Posted On: Sep 28, 2023
Today, Amazon Simple Queue Service (SQS) announces support for Attribute-Based Access Control (ABAC) in Asia Pacific (Hyderabad), Asia Pacific (Melbourne), Europe (Spain), Europe (Zurich) and AWS GovCloud (US) Regions, enabling customers to bolster their overall security postures with a flexible and scalable access control solution. Amazon SQS is a fully managed message queuing service that enables you to decouple and scale microservices, distributed systems, and serverless applications.

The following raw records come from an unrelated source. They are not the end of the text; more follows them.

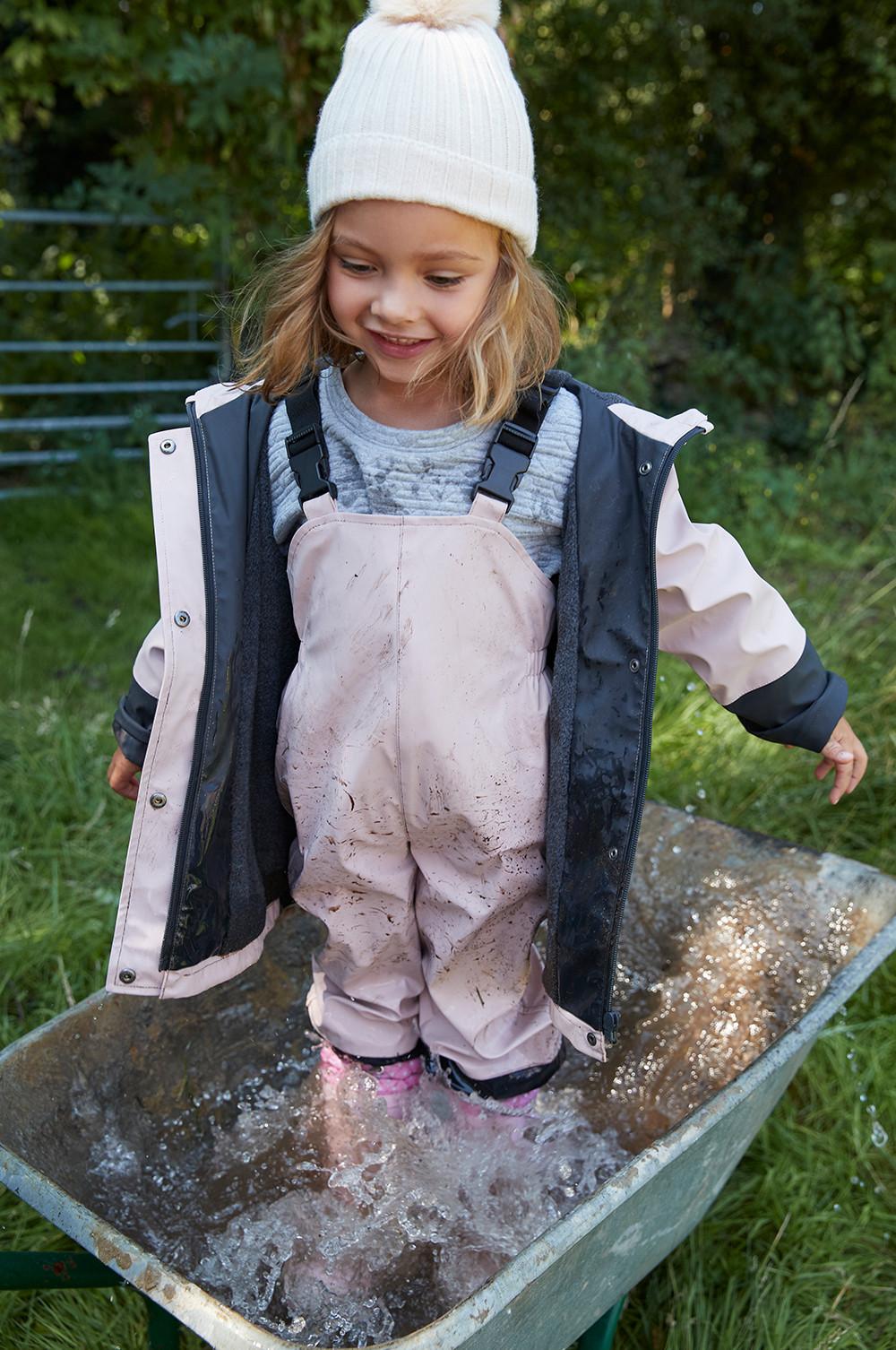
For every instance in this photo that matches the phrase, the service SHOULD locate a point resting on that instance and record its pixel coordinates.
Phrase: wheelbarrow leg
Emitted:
(599, 1337)
(163, 1330)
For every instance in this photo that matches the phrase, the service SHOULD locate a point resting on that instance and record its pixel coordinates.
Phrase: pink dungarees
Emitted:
(413, 754)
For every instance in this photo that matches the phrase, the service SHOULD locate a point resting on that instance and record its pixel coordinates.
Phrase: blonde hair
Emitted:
(282, 327)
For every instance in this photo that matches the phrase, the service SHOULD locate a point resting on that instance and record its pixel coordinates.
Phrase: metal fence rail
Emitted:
(21, 458)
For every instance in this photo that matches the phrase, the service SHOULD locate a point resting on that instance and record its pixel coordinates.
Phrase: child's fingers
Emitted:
(122, 776)
(842, 762)
(858, 767)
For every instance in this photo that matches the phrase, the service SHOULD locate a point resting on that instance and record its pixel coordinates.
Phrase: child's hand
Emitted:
(847, 755)
(122, 775)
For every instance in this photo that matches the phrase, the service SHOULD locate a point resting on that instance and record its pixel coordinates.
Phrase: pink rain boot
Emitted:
(392, 1079)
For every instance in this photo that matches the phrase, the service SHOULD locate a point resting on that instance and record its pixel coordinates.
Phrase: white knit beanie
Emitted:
(426, 108)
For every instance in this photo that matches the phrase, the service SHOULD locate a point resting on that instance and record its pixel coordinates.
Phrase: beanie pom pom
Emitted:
(437, 13)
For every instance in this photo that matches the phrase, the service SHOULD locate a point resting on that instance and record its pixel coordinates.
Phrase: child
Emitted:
(367, 555)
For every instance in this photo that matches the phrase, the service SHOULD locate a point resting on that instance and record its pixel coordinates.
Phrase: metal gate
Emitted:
(112, 402)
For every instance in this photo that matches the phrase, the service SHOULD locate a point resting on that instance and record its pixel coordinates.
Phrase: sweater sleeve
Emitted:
(738, 635)
(134, 715)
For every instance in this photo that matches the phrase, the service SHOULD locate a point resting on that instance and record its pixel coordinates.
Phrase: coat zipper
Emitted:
(188, 817)
(610, 1017)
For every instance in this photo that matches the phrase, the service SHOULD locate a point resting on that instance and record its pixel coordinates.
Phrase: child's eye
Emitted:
(360, 269)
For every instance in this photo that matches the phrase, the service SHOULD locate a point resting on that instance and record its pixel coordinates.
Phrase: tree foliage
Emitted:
(715, 186)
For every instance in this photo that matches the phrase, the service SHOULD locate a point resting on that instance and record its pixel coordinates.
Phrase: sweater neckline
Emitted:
(344, 413)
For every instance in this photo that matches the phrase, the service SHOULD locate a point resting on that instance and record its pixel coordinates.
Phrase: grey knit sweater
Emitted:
(393, 472)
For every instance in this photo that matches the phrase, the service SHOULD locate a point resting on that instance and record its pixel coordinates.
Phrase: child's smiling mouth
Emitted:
(400, 346)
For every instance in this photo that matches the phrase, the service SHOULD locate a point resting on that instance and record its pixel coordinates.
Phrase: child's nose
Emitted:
(396, 303)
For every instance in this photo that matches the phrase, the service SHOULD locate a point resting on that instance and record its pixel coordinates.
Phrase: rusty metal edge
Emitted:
(210, 1318)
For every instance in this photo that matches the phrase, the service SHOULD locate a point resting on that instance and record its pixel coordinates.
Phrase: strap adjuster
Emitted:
(506, 462)
(308, 461)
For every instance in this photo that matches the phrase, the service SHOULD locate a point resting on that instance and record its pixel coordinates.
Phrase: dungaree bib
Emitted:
(413, 755)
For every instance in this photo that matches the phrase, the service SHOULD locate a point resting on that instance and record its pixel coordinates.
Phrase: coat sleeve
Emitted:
(738, 634)
(135, 713)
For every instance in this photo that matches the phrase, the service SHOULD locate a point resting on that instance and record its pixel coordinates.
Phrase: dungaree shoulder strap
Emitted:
(506, 461)
(306, 447)
(511, 451)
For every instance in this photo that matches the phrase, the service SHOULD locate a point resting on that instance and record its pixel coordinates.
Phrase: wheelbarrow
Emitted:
(120, 1120)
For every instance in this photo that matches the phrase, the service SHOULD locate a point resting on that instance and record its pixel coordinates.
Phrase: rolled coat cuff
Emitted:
(800, 707)
(133, 723)
(578, 1033)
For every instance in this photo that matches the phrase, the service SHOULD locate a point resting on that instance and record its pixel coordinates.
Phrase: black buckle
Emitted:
(506, 462)
(610, 1026)
(308, 461)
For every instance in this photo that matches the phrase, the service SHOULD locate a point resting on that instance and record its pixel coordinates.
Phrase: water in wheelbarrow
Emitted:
(327, 1219)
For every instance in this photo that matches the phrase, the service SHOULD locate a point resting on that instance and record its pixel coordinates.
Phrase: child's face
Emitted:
(394, 272)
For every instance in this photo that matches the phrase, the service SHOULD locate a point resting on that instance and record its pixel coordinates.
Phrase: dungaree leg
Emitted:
(480, 896)
(357, 875)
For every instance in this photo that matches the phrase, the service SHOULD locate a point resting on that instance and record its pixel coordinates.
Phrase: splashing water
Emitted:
(202, 1130)
(358, 1226)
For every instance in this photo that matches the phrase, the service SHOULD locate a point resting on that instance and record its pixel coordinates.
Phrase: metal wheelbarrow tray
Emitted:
(737, 949)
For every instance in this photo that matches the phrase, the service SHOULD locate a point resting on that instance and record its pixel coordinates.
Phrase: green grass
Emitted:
(775, 1265)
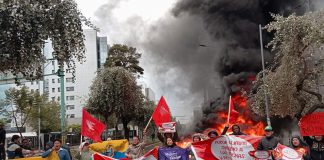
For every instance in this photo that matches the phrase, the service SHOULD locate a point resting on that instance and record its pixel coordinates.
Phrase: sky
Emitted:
(145, 13)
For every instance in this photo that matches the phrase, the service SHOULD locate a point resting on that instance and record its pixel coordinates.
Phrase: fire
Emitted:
(185, 143)
(247, 124)
(245, 120)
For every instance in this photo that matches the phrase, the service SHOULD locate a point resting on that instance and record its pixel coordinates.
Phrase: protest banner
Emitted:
(119, 147)
(150, 155)
(169, 127)
(285, 153)
(175, 153)
(226, 148)
(91, 127)
(260, 155)
(312, 124)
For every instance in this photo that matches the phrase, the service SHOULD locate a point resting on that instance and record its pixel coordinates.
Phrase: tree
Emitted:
(292, 81)
(49, 116)
(114, 91)
(18, 105)
(124, 56)
(22, 106)
(26, 24)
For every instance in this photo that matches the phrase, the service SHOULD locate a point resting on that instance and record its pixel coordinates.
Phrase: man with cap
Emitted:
(269, 142)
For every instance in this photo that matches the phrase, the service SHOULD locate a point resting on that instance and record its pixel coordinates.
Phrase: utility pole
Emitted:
(61, 75)
(263, 76)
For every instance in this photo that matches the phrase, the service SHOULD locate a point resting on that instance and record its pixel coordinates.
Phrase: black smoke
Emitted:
(236, 24)
(201, 46)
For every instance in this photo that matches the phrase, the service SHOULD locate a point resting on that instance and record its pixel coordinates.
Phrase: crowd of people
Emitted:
(312, 147)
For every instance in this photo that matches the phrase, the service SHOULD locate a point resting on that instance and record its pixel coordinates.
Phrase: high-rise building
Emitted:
(76, 92)
(149, 94)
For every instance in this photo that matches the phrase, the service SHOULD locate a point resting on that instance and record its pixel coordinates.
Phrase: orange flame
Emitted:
(185, 143)
(245, 121)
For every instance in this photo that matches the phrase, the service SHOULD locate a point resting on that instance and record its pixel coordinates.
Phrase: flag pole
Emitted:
(81, 144)
(263, 76)
(148, 123)
(229, 109)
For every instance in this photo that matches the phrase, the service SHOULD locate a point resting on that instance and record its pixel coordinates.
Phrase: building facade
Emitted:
(76, 89)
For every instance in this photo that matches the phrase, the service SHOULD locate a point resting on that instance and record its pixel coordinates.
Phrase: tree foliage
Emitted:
(22, 106)
(26, 24)
(292, 81)
(115, 91)
(126, 57)
(49, 116)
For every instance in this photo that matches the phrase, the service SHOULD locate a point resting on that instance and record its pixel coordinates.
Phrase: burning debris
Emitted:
(235, 23)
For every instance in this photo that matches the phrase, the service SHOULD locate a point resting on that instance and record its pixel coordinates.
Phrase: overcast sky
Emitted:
(148, 12)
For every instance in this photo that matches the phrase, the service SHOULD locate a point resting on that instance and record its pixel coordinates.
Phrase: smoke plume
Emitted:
(200, 48)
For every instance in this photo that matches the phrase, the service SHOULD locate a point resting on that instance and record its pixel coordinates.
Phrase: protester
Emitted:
(269, 142)
(13, 149)
(66, 147)
(26, 144)
(162, 136)
(2, 142)
(172, 151)
(196, 138)
(298, 145)
(135, 150)
(316, 145)
(236, 130)
(214, 134)
(153, 136)
(85, 153)
(109, 151)
(48, 145)
(57, 152)
(170, 143)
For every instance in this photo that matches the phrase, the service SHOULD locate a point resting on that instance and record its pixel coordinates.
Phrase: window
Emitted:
(69, 79)
(69, 107)
(69, 98)
(69, 88)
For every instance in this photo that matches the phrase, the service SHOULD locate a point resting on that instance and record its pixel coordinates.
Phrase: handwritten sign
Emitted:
(312, 124)
(285, 153)
(167, 127)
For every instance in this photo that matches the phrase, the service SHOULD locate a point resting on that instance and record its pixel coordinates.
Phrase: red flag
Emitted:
(232, 113)
(98, 156)
(150, 155)
(312, 124)
(285, 153)
(161, 113)
(226, 147)
(91, 127)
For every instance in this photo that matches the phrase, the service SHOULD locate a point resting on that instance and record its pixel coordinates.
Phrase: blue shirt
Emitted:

ABAC is an authorization strategy that defines permissions based on tags attached to users and AWS resources. Today, you can already assign metadata to your SQS resources as tags. Each tag is a label comprising a customer-defined key and an optional value. You can now use tags to configure access permissions and policies. With flexibility of using multiple tags in your security policies, you can now set more granular access permissions, reflecting your organizational structures. This enhancement also allows you to easily scale your tag-based permissions to new employees without rewriting the permissions policy as organizations grow.
Getting started with ABAC for SQS is easy. You can simply add tags while creating your SQS queues and then create an IAM policy that allows or denies access to SQS resources based on your tags. You can use the AWS API, the AWS CLI, or the AWS Management Console to tag your resources. See SQS documentation for more information.
ABAC for SQS is now available in all AWS Commercial Regions and the AWS GovCloud (US) Regions where Amazon SQS is available.